The Ethics of Finding a Cure for HIV
At the 2014 International AIDS Conference in Melbourne, Australia, discussions about the race to cure for HIV are inevitable. We in an exciting era in HIV research, with tumultuous announcements of breakthroughs and setbacks that we expect to lead us toward a world where HIV is an anachronism. The speed at which researchers are being funded to churn out publications toward a cure for HIV is unprecedented.
We can visualize the benefits, but at what cost? Research and new innovations have social and ethical ramifications that should be considered, including those to human subjects –people- willing to part take in experiments. The Mississippi Baby born with HIV and thought to have been in remission is a human subject to experimentation. Although international policies and regulations for research with human subjects are in place, what special considerations should the HIV community consider in reaching a cure?

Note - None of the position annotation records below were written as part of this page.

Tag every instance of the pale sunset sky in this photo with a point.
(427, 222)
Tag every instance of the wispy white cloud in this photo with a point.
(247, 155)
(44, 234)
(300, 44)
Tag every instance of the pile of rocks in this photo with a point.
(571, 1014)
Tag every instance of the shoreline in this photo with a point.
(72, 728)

The goals of researching for a cure
The path toward a cure is based on either rooting out reservoir cells that harbor latent HIV provirus, or eliminating the creation of these reservoirs early in the infection before they form. The National Institutes of Allergy and Infectious Disease outline the goals in seven points on their website:
- Identify HIV reservoirs throughout the body
- Determine the effects of antiretroviral therapy, chemotherapy, and other strategies on the HIV reservoir
- Develop assays and model systems, including a nonhuman primate model, to quantify and study HIV latency
- Characterize viral reservoirs that cause rebounding of viral levels when antiretroviral therapy is stopped
- Determine the role of HIV integration on virus elimination strategies
- Determine the role of HIV in hematopoietic progenitor cells regarding cure strategies
- Investigate strategies that lead to purging of the latent reservoir and a cure for HIV/AIDS
What are the ethical and social considerations?

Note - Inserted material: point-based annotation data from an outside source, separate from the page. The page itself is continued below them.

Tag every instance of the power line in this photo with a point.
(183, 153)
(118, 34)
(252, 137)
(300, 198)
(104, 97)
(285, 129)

The Working Group on Ethics of the International AIDS Society is bringing together stakeholders to ask that very question. The working group is comprised of researchers, sponsors, oversight committees, community advisory boards, and HIV advocates made the point that all stakeholders should 1) work together to meet ethical challenges, 2) publish in a timely manner and include negative and adverse findings, 4) ensure that informed consent should include a formal assessment of the participant’s understanding, and 5) include a plan for how those with low resources will be able to access a cure post trial (Lo, Grady, & Society, 2013).
Social and Ethical Aspects of Research on Curing HIV (SEARCHIV) is a multi-site, multi-disciplinary working group focusing on investigating the biosocial implications of curing HIV infection with sites in Cape Town, South Africa; Chapel Hill, USA; and Guangzhou, China. SEARCHIV aims to develop a theoretical framework about HIV cure research and early implementation using historical, conceptual and ethical data; determine HIV cure stakeholder perspectives on cure research and early implementation; and develop an online forum to promote stakeholder engagement focusing on the social and ethical implications of HIV cure research.

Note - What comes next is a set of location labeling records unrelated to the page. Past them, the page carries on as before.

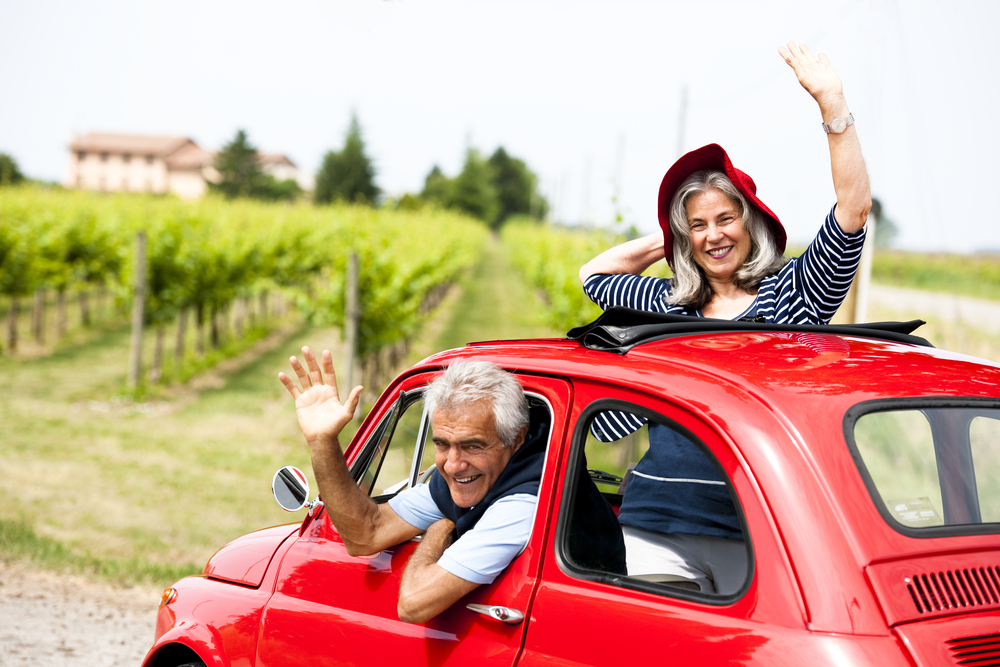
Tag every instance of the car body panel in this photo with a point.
(829, 574)
(245, 559)
(217, 619)
(332, 608)
(968, 639)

Many of our readers may remember a world where HIV didn’t exist; others may have trouble fathoming such a place. In any case, we must consider its inevitability. Considering the social and ethical ramifications of research and subsequent dissemination presents us with some welcomed challenges. For those of us in the field, considering the ethical implications may be based on your cultural, community, and personal values. My biggest ethical consider is that no one gets left behind.